Essentially then, one cohort believes that the acquiring industry doesn’t care what the networks say about signatures. If there’s no perceived financial upside to the change and it’s not mandated, then rule changes can be ignored. Let’s just keep doing it because it’s a sunk cost and changing it would require investments.

But wait. What about acquirers’ ability to update software on the POS device? Isn’t that a core fintech competency that allows acquirers to get new services quickly into market? Shouldn’t this change be part of normal software-compliance updates?
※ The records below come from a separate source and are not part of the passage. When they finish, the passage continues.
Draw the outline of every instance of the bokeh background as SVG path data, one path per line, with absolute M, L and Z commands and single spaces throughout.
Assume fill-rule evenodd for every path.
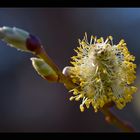
M 84 32 L 124 38 L 136 56 L 139 86 L 140 8 L 0 8 L 0 26 L 18 27 L 38 36 L 58 66 L 69 65 Z M 80 102 L 61 84 L 43 80 L 33 69 L 31 54 L 0 42 L 0 132 L 120 132 L 92 108 L 81 113 Z M 138 91 L 139 92 L 139 91 Z M 114 110 L 140 131 L 140 95 L 123 110 Z

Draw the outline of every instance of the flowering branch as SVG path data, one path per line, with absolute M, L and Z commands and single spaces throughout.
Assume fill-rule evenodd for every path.
M 95 112 L 102 111 L 108 123 L 124 132 L 134 132 L 130 124 L 109 109 L 113 105 L 122 109 L 137 89 L 131 86 L 136 78 L 136 65 L 132 62 L 135 57 L 130 55 L 124 40 L 113 45 L 111 36 L 105 41 L 91 36 L 89 43 L 85 34 L 84 39 L 79 40 L 80 47 L 75 50 L 77 56 L 72 57 L 73 66 L 67 66 L 61 72 L 34 35 L 15 27 L 1 27 L 0 39 L 20 51 L 34 54 L 36 57 L 31 61 L 37 73 L 50 82 L 63 83 L 73 92 L 70 100 L 82 98 L 81 112 L 85 106 L 92 105 Z

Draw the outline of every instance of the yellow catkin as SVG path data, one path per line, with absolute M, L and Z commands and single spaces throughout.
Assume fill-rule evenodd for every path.
M 70 91 L 73 92 L 70 100 L 82 99 L 81 112 L 90 105 L 97 112 L 112 101 L 118 109 L 124 108 L 137 90 L 131 85 L 136 79 L 135 57 L 128 51 L 125 41 L 122 39 L 113 45 L 112 36 L 105 41 L 102 37 L 91 36 L 88 42 L 85 34 L 79 45 L 74 49 L 77 55 L 72 57 L 69 70 L 69 77 L 78 88 Z

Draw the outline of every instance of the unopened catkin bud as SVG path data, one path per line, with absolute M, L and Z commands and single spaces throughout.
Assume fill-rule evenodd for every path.
M 30 59 L 32 61 L 34 69 L 41 77 L 50 82 L 58 81 L 57 73 L 43 59 L 36 57 L 32 57 Z
M 16 27 L 0 27 L 0 39 L 20 51 L 39 54 L 42 50 L 41 42 L 37 37 Z

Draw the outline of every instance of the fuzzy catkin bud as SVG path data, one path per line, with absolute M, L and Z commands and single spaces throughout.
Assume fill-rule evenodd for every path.
M 36 57 L 32 57 L 30 59 L 34 69 L 41 77 L 50 82 L 57 82 L 58 75 L 43 59 Z
M 0 27 L 0 39 L 6 42 L 9 46 L 20 51 L 35 54 L 39 54 L 42 51 L 41 42 L 37 37 L 16 27 Z

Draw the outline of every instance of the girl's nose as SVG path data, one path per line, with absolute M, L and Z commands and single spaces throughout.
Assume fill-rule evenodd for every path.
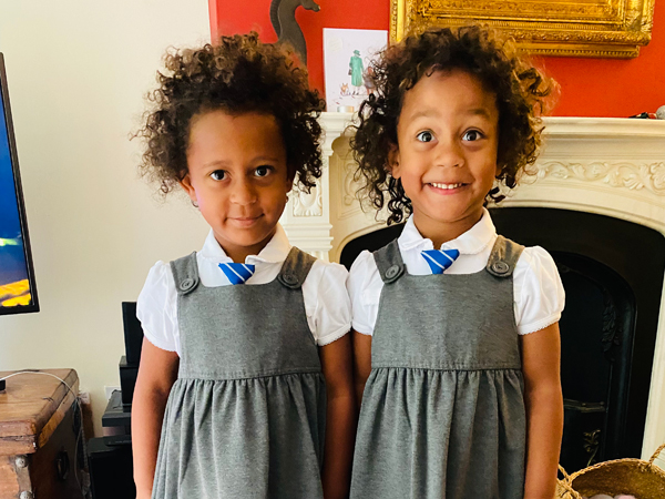
M 462 147 L 456 140 L 439 141 L 434 154 L 437 166 L 456 167 L 464 165 Z
M 247 205 L 256 202 L 256 191 L 250 182 L 238 180 L 232 187 L 231 202 Z

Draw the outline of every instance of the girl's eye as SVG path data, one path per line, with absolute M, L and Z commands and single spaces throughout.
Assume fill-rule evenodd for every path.
M 224 170 L 215 170 L 211 173 L 211 177 L 216 181 L 223 181 L 226 179 L 226 172 Z
M 434 140 L 434 135 L 432 132 L 420 132 L 418 135 L 416 135 L 416 139 L 418 139 L 420 142 L 431 142 Z
M 482 138 L 483 138 L 482 133 L 480 133 L 478 130 L 469 130 L 468 132 L 464 132 L 464 134 L 462 135 L 462 140 L 469 141 L 469 142 L 473 142 L 473 141 L 480 140 Z
M 259 166 L 254 171 L 254 174 L 256 176 L 267 176 L 272 170 L 272 166 Z

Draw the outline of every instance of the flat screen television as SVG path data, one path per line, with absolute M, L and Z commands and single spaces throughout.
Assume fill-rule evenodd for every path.
M 4 58 L 0 53 L 0 315 L 39 312 Z

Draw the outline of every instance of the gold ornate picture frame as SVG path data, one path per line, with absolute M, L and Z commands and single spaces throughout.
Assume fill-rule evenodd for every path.
M 662 0 L 664 1 L 664 0 Z M 390 41 L 470 23 L 543 55 L 636 58 L 651 40 L 655 0 L 391 0 Z M 661 6 L 664 7 L 665 6 Z

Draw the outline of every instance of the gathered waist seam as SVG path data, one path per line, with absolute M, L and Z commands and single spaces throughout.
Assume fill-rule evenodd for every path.
M 188 373 L 185 376 L 180 376 L 177 380 L 183 381 L 239 381 L 244 379 L 260 379 L 260 378 L 275 378 L 283 376 L 294 376 L 294 375 L 321 375 L 323 371 L 320 368 L 311 368 L 311 369 L 293 369 L 293 370 L 276 370 L 272 373 L 260 373 L 260 374 L 245 374 L 245 373 L 228 373 L 219 376 L 215 375 L 204 375 L 196 373 Z
M 431 367 L 431 366 L 405 366 L 405 365 L 385 365 L 372 366 L 371 370 L 380 369 L 407 369 L 407 370 L 438 370 L 447 373 L 458 371 L 490 371 L 490 370 L 516 370 L 522 371 L 522 366 L 492 366 L 492 367 L 470 367 L 470 366 L 450 366 L 450 367 Z

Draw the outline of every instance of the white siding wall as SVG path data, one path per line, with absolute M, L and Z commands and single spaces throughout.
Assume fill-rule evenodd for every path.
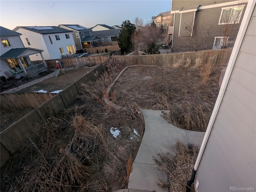
M 22 43 L 22 42 L 20 40 L 19 36 L 15 36 L 12 37 L 1 37 L 1 39 L 8 39 L 10 43 L 12 45 L 11 47 L 5 47 L 3 45 L 3 44 L 1 43 L 1 47 L 0 48 L 0 51 L 1 52 L 0 53 L 0 55 L 2 55 L 4 53 L 8 51 L 9 50 L 12 49 L 15 49 L 17 48 L 24 48 L 24 45 Z
M 255 7 L 198 169 L 199 192 L 256 190 Z
M 69 34 L 70 38 L 66 39 L 65 34 Z M 55 37 L 56 35 L 58 35 L 60 36 L 60 40 L 56 40 Z M 51 36 L 52 44 L 49 39 L 48 36 Z M 46 34 L 43 36 L 44 42 L 47 47 L 48 51 L 50 53 L 50 59 L 61 59 L 61 55 L 60 51 L 60 48 L 63 47 L 64 50 L 64 54 L 68 54 L 67 46 L 74 45 L 76 49 L 76 46 L 73 38 L 72 32 L 69 32 L 67 33 L 51 33 L 50 34 Z M 43 52 L 44 53 L 44 52 Z M 46 59 L 48 59 L 48 58 L 45 58 Z
M 20 38 L 23 42 L 25 47 L 31 47 L 43 50 L 44 51 L 42 52 L 42 53 L 44 59 L 50 59 L 50 54 L 44 41 L 42 35 L 20 28 L 18 29 L 15 31 L 22 34 L 20 36 Z M 30 44 L 30 45 L 28 44 L 27 41 L 26 39 L 26 38 L 28 39 Z M 49 38 L 48 38 L 48 40 L 50 41 Z M 40 54 L 38 54 L 37 55 L 37 56 L 36 55 L 30 56 L 31 61 L 42 60 Z

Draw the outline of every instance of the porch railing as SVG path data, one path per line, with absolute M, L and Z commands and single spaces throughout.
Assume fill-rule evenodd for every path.
M 46 68 L 47 67 L 44 65 L 44 63 L 42 62 L 33 66 L 27 67 L 26 68 L 26 71 L 27 72 L 27 73 L 31 73 Z

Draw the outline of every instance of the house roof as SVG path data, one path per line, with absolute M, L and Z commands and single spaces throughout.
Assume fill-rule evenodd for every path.
M 61 24 L 60 25 L 59 25 L 58 26 L 60 25 L 63 25 L 67 27 L 68 27 L 71 29 L 71 30 L 76 31 L 91 31 L 92 29 L 89 29 L 88 28 L 86 28 L 85 27 L 83 27 L 80 25 L 73 25 L 73 24 Z
M 1 55 L 0 57 L 1 59 L 18 58 L 19 57 L 19 56 L 23 53 L 24 52 L 28 50 L 35 51 L 35 54 L 37 53 L 40 53 L 44 51 L 41 49 L 37 49 L 32 48 L 30 47 L 12 49 L 5 53 Z
M 112 27 L 113 29 L 122 29 L 122 25 L 113 25 Z
M 94 26 L 94 27 L 92 27 L 92 28 L 93 28 L 95 27 L 96 27 L 97 25 L 100 25 L 100 26 L 101 26 L 102 27 L 104 27 L 107 28 L 109 29 L 114 29 L 114 28 L 113 28 L 113 27 L 110 27 L 110 26 L 108 26 L 108 25 L 104 25 L 104 24 L 98 24 L 98 25 L 96 25 L 95 26 Z
M 86 36 L 81 39 L 81 42 L 92 42 L 100 39 L 96 35 Z
M 171 12 L 167 11 L 166 12 L 163 12 L 162 13 L 160 13 L 159 14 L 158 14 L 157 16 L 161 16 L 162 17 L 164 17 L 164 16 L 167 16 L 170 15 L 171 15 Z
M 72 32 L 72 31 L 63 29 L 63 28 L 56 27 L 55 26 L 36 26 L 34 27 L 20 27 L 17 26 L 14 30 L 16 30 L 19 27 L 40 34 L 56 33 L 67 33 Z
M 22 34 L 16 31 L 0 26 L 0 37 L 10 37 L 19 36 Z
M 93 31 L 93 34 L 100 37 L 111 36 L 114 37 L 116 35 L 118 35 L 120 31 L 121 30 L 120 29 L 113 29 Z

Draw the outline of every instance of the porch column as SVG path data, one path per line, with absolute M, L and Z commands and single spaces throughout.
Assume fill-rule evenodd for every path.
M 44 63 L 44 65 L 45 65 L 45 67 L 48 67 L 48 66 L 47 66 L 47 65 L 46 65 L 46 63 L 45 63 L 45 61 L 44 61 L 44 57 L 43 56 L 43 54 L 42 54 L 42 52 L 40 52 L 40 55 L 41 55 L 41 57 L 42 57 L 42 59 L 43 59 L 43 61 Z
M 20 61 L 20 58 L 17 58 L 17 59 L 18 59 L 18 62 L 19 62 L 19 64 L 20 64 L 20 65 L 21 66 L 21 67 L 22 68 L 22 69 L 23 70 L 23 71 L 26 73 L 27 73 L 27 71 L 26 71 L 26 69 L 25 69 L 25 68 L 23 67 L 23 65 L 22 65 L 22 63 L 21 62 L 21 61 Z

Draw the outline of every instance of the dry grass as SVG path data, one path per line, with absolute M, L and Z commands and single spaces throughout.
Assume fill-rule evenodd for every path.
M 182 60 L 181 59 L 180 59 L 177 60 L 173 65 L 172 67 L 174 68 L 180 67 L 182 66 Z
M 103 104 L 103 91 L 122 69 L 116 64 L 107 63 L 108 74 L 85 84 L 81 98 L 49 119 L 42 132 L 1 167 L 1 191 L 108 192 L 127 187 L 124 178 L 142 139 L 133 129 L 143 135 L 144 126 L 136 103 L 118 114 Z M 121 131 L 116 138 L 112 127 Z
M 167 174 L 168 183 L 163 183 L 160 181 L 159 184 L 167 186 L 169 191 L 186 191 L 187 182 L 190 178 L 198 152 L 196 146 L 190 145 L 185 147 L 182 141 L 178 141 L 174 157 L 169 153 L 159 154 L 164 165 L 166 166 L 163 170 Z M 194 191 L 193 188 L 192 186 L 191 191 Z
M 196 59 L 195 65 L 193 66 L 194 68 L 197 68 L 201 66 L 203 62 L 203 58 L 198 57 Z
M 210 57 L 208 59 L 207 63 L 201 68 L 200 75 L 202 78 L 202 82 L 203 84 L 206 84 L 207 80 L 209 79 L 212 69 L 213 65 L 212 62 L 214 57 L 215 56 Z
M 186 63 L 186 65 L 185 65 L 184 67 L 189 67 L 191 65 L 191 59 L 190 59 L 188 57 L 187 57 L 187 59 L 185 61 L 185 62 Z

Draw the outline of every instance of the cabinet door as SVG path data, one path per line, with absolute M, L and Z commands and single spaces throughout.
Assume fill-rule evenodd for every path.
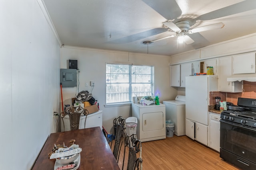
M 98 114 L 92 113 L 91 116 L 89 115 L 87 116 L 85 122 L 85 128 L 97 127 L 99 126 L 100 129 L 102 129 L 102 113 Z
M 182 64 L 180 65 L 180 87 L 185 87 L 186 76 L 192 75 L 192 63 Z
M 233 74 L 255 73 L 256 61 L 255 53 L 233 56 Z
M 231 92 L 232 82 L 227 81 L 227 78 L 232 75 L 232 57 L 220 57 L 219 59 L 219 91 Z
M 180 65 L 174 65 L 171 66 L 171 86 L 180 86 Z
M 186 135 L 193 140 L 195 139 L 195 123 L 186 119 Z
M 213 70 L 214 70 L 214 75 L 218 74 L 217 74 L 217 59 L 214 59 L 213 60 L 206 60 L 205 61 L 204 61 L 204 72 L 207 72 L 207 67 L 212 66 L 213 67 Z
M 196 123 L 196 140 L 207 146 L 208 127 L 199 123 Z
M 194 72 L 200 72 L 200 61 L 195 61 L 193 63 Z
M 162 129 L 164 128 L 163 113 L 147 113 L 142 114 L 142 131 L 147 131 Z
M 220 152 L 220 121 L 210 119 L 210 147 L 211 148 Z

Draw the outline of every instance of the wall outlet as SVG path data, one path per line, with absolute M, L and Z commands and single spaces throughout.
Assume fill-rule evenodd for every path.
M 94 86 L 95 84 L 94 84 L 94 81 L 91 81 L 90 82 L 90 86 Z

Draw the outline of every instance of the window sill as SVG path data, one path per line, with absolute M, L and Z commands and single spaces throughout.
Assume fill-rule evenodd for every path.
M 113 104 L 106 104 L 104 105 L 105 107 L 112 107 L 126 106 L 131 106 L 132 102 L 120 103 Z

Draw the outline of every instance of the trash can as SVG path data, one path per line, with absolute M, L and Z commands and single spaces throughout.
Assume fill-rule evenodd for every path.
M 174 123 L 170 120 L 167 120 L 165 121 L 165 126 L 166 130 L 166 137 L 173 137 L 174 131 Z
M 129 117 L 125 120 L 127 135 L 130 136 L 134 133 L 136 134 L 137 123 L 137 117 Z

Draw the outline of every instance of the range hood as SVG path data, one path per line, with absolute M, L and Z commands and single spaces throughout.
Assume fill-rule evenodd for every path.
M 233 74 L 227 78 L 228 82 L 235 82 L 242 80 L 248 82 L 256 82 L 256 74 Z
No Virginia, that’s not how compliance updates work. How it works is that someone or some group reviews all the compliance changes scheduled by the networks. Then, they check off all the ones that are required and cherry-pick the rest. If it’s too much effort for too little benefit, and merchants aren’t asking for it, the change gets shelved. Result: software updates relevant to signature capture gather dust.

Then why aren’t merchants taking it upon themselves to eliminate the signature step in their checkout process? Wouldn’t that improve efficiencies in throughput?

Yes, Virginia, it would. But since when has the U.S. payments market become laser-focused on efficiency? We still process millions of checks each year.

This is not exactly a hip market. We do things the way we do things. Except when we don’t, and then we change things, except when we don’t because we don’t want to. It’s the idiotic logic of our free-market system in all its insane glory.

  1. Then why don’t merchants just stop the practice? Because, Virginia, the truth is that receipts contain all sorts of information related to the transaction, like refund policies or delivery charges or the all-important survey.

Asking for a signature puts the merchant in a position of power. They can remind consumers who are asking for a refund that the policy is clearly stated on the receipt they signed. Because I always carefully read my entire receipt before I sign it, don’t you?

The Payments Museum

Let me be clear. Signature authentication belongs in the payments museum along with knuckle-busters and checkbooks. The card networks could mandate the change, but that’s not going to happen. So, let’s consider why merchants still ask for signatures:

Ignorance of Changes It’s likely they received some kind of update regarding this (I’m being kind), and simply didn’t read it.  However, acquirers could keep it on the list of update notices and periodically remind them.

Software Update POS software has to be updated periodically, and this update could be included as part of an overall modernization effort by the processor.  One can wish.

Signatures Serve Multiple Purposes Merchants dealing in big-ticket items need to ensure their customers understand refund or delivery policies. But using the card receipt as a communication mechanism lacks technical creativity. I challenge the market to do better!

You may read this piece as a tongue-in-cheek treatment of one of our quaint payment practices here in the United States. I respect that, but don’t turn away from the real issues.

First, the card networks have not been shy about mandating other big changes, so why not this? My guess is that the big processors wanted them to back off as they are still grappling with EMV-related terminal and software upgrades. Announcing this change produced a nice brand bump, though.

Second, merchants have hijacked receipts for purposes unrelated to card authentication. There’s little will to find a better way.

Forget all the pronouncements about the importance of the consumer experience. The truth is, it’s the merchant experience that really matters.